Kuwait said on Saturday its Western allies had not asked to use the gulf state as a launch point for possible military strikes against Iraq.

"No foreign power present (with forces in Kuwait) has asked to use Kuwait as a point for attack," Foreign Ministry Undersecretary Suleiman al-Shaheen told Reuters in an interview.U.S. and British troops and warplanes now in Kuwait were "defensive forces," Shaheen said.

He did not say what might be asked of Kuwait if U.N. Secretary-General Kofi Annan failed in his mission to Baghdad to resolve the standoff over U.N. arms inspections.

Most Arab states are strongly opposed to any attack.

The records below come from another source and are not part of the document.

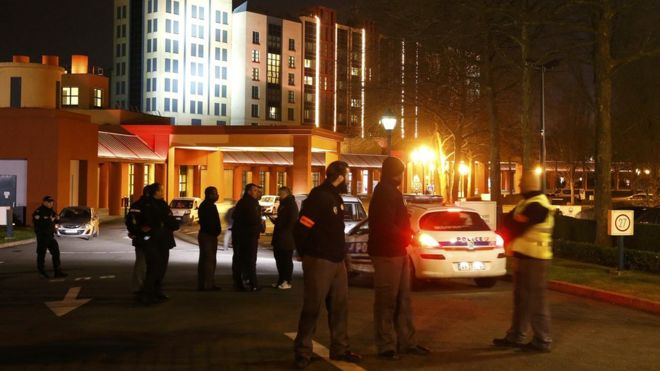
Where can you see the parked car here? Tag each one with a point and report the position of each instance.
(448, 242)
(186, 209)
(354, 211)
(78, 221)
(269, 204)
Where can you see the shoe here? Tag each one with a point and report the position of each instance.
(506, 343)
(284, 285)
(531, 347)
(390, 355)
(418, 350)
(347, 356)
(301, 362)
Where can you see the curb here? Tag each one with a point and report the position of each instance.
(17, 243)
(623, 300)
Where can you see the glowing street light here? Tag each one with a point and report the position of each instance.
(389, 123)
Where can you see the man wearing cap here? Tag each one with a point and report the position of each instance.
(527, 230)
(319, 238)
(389, 237)
(43, 220)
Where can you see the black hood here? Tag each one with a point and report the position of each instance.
(392, 167)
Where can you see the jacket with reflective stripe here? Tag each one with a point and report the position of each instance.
(536, 242)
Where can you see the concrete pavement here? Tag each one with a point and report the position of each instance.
(243, 331)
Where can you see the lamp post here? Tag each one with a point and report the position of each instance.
(389, 122)
(463, 170)
(543, 67)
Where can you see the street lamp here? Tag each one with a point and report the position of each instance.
(389, 122)
(463, 170)
(543, 67)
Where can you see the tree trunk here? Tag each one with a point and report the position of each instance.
(603, 70)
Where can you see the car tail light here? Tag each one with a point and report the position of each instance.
(427, 241)
(499, 241)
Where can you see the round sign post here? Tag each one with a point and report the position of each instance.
(621, 224)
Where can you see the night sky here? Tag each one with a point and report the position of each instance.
(66, 27)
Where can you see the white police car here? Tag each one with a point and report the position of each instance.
(448, 242)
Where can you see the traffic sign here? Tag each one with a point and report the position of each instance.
(621, 222)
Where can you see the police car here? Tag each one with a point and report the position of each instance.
(448, 242)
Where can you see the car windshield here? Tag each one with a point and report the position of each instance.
(75, 213)
(452, 221)
(181, 204)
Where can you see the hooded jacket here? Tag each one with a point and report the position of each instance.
(389, 223)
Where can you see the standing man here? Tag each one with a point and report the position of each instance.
(319, 236)
(389, 237)
(43, 220)
(137, 238)
(528, 233)
(157, 225)
(209, 230)
(283, 243)
(245, 233)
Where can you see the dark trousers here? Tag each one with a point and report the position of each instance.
(284, 263)
(156, 256)
(326, 284)
(208, 248)
(394, 328)
(46, 242)
(529, 301)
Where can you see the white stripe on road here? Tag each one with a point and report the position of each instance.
(324, 353)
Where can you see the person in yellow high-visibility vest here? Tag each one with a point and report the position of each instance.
(527, 230)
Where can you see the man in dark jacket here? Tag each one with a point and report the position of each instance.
(43, 220)
(157, 225)
(209, 230)
(283, 243)
(319, 236)
(245, 235)
(389, 237)
(137, 238)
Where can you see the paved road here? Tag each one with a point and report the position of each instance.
(246, 331)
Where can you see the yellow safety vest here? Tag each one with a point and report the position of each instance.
(536, 242)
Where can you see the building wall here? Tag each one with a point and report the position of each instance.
(49, 140)
(39, 84)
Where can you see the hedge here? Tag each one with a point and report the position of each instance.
(646, 261)
(646, 238)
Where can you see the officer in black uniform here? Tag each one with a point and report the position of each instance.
(156, 224)
(319, 238)
(137, 238)
(43, 220)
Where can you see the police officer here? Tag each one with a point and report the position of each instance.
(157, 225)
(389, 237)
(137, 238)
(43, 220)
(245, 234)
(527, 229)
(319, 237)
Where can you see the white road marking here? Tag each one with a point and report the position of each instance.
(324, 353)
(68, 304)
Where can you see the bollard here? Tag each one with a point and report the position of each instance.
(10, 224)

The U.S. Navy, meanwhile, is cracking down on oil smuggling from Iraq, sending armed sailors in bulletproof vests to board more of the rusting barges and old ships that ferry Iraqi fuel through the Persian Gulf.

Navy ships on Saturday escorted another two suspected violators of U.N. sanctions to the spot off Bahrain where the destroyer USS Carney is already standing guard over four suspected smugglers.

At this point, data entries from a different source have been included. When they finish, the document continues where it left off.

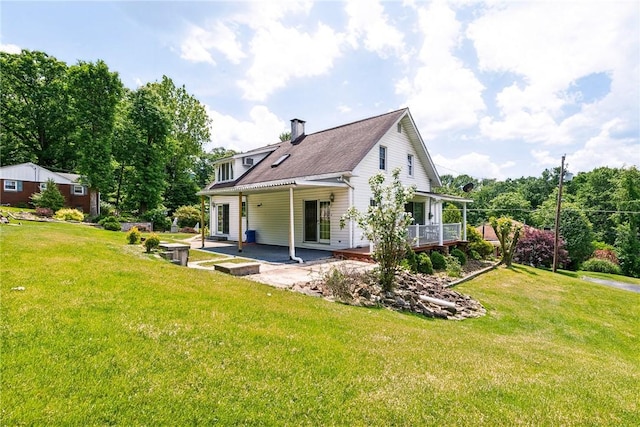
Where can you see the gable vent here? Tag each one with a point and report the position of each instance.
(280, 160)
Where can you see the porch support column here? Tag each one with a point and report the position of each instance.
(464, 221)
(292, 240)
(240, 221)
(202, 221)
(351, 228)
(441, 228)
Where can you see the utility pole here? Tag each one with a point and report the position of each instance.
(557, 231)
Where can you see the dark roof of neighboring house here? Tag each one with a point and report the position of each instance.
(330, 151)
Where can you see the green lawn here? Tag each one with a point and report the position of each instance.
(104, 335)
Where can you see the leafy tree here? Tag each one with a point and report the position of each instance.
(50, 197)
(151, 126)
(34, 108)
(511, 204)
(508, 233)
(627, 198)
(451, 214)
(188, 131)
(95, 93)
(595, 192)
(385, 224)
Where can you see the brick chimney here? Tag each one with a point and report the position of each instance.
(297, 129)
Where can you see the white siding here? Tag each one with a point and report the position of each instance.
(232, 201)
(398, 147)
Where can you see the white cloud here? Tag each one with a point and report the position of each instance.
(443, 94)
(550, 46)
(263, 128)
(281, 53)
(368, 21)
(603, 150)
(199, 42)
(472, 164)
(10, 48)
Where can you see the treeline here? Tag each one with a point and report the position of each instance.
(142, 149)
(600, 209)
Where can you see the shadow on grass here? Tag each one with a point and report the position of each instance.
(520, 269)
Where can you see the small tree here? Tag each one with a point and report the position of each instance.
(385, 224)
(50, 197)
(508, 233)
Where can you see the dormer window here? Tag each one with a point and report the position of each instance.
(225, 172)
(383, 158)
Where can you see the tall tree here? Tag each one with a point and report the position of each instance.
(34, 110)
(95, 93)
(188, 131)
(150, 127)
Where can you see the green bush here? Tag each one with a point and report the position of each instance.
(68, 214)
(110, 223)
(601, 266)
(424, 264)
(152, 242)
(454, 269)
(159, 218)
(437, 261)
(188, 216)
(462, 257)
(133, 236)
(477, 243)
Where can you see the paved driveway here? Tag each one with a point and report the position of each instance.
(266, 253)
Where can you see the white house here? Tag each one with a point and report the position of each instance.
(293, 193)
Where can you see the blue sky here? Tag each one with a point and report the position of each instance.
(497, 89)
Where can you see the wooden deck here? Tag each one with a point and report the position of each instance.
(363, 254)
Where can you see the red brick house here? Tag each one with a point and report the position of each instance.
(19, 182)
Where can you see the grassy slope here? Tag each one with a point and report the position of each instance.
(105, 335)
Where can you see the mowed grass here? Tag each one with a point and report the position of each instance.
(103, 335)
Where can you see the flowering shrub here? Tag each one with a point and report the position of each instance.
(133, 236)
(44, 212)
(601, 266)
(606, 254)
(67, 214)
(152, 242)
(535, 248)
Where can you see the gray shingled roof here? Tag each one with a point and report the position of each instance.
(334, 150)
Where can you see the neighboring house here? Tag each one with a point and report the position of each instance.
(19, 182)
(293, 193)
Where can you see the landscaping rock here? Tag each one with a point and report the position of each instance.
(406, 296)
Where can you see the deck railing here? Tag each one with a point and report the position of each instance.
(424, 235)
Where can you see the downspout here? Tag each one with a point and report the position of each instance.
(240, 221)
(292, 240)
(464, 221)
(441, 231)
(351, 198)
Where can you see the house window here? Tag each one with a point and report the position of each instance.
(11, 185)
(417, 212)
(225, 172)
(383, 158)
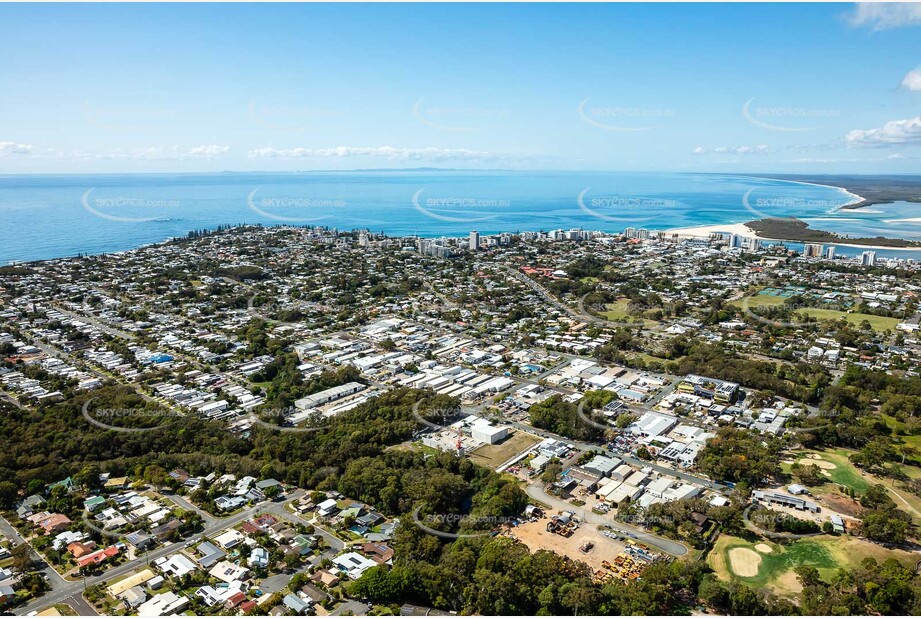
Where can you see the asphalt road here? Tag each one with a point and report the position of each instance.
(63, 591)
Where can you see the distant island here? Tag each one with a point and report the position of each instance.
(873, 189)
(797, 230)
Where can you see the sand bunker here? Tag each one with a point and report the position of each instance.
(744, 562)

"It used to be lucrative, but now we're shutting the taps," said Cmdr. Mark H. Buzby, the Carney's commanding officer. "We have cut it to a trickle in the last couple of months."

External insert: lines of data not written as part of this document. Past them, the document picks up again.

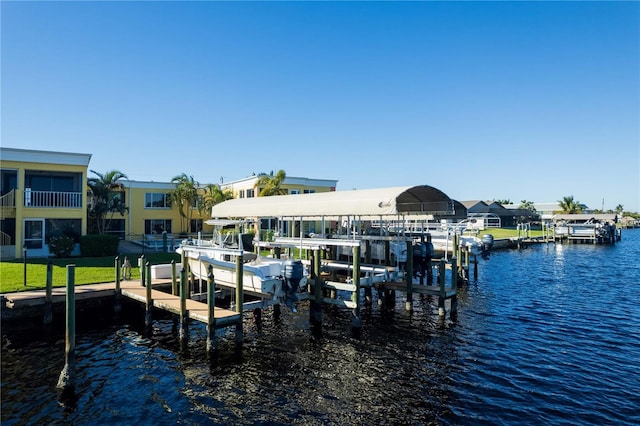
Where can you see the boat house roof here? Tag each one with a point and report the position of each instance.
(422, 200)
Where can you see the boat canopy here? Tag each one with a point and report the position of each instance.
(422, 200)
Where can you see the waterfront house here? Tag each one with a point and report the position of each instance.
(43, 194)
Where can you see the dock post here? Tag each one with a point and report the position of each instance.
(174, 279)
(429, 245)
(409, 278)
(239, 289)
(148, 317)
(141, 262)
(211, 305)
(475, 267)
(442, 269)
(48, 309)
(239, 298)
(67, 379)
(454, 287)
(183, 331)
(356, 322)
(315, 306)
(116, 302)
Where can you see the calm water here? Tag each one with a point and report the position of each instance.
(546, 335)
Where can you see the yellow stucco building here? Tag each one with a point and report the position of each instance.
(45, 193)
(42, 193)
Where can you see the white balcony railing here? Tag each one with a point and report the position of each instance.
(52, 199)
(8, 200)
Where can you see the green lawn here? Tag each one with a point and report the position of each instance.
(88, 270)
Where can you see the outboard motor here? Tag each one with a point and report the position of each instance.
(487, 242)
(293, 274)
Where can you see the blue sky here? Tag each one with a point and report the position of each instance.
(482, 100)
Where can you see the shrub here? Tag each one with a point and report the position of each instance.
(98, 245)
(61, 245)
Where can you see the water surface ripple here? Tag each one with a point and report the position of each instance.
(545, 335)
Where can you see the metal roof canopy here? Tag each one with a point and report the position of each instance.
(419, 200)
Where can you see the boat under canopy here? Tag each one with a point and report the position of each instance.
(422, 200)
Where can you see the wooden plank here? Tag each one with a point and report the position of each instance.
(131, 289)
(431, 290)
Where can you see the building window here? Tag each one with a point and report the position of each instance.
(157, 226)
(68, 227)
(195, 226)
(157, 200)
(116, 227)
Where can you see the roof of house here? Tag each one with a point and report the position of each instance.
(395, 201)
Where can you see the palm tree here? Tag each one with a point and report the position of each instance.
(106, 199)
(569, 205)
(527, 205)
(212, 195)
(185, 196)
(271, 185)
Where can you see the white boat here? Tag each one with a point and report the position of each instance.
(269, 279)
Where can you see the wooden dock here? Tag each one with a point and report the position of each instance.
(197, 311)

Two U.S. warships will sail for the gulf Sunday, one day earlier than expected, as part of plans to relieve the battle group led by the aircraft carrier George Washington, the Navy said.

The guided missile destroyers San Jacinto and Cole had planned to leave Monday, but a severe weather system is moving into the area around Hampton Roads on the coast of Virginia, a U.S. Atlantic Fleet statement said.

The aircraft carrier USS John C. Stennis will sail Feb. 26 and catch up with the destroyers en route.

By the time the Stennis battle group reaches the gulf, the George Washington group will be about to complete its 180-day deployment and return to the United States.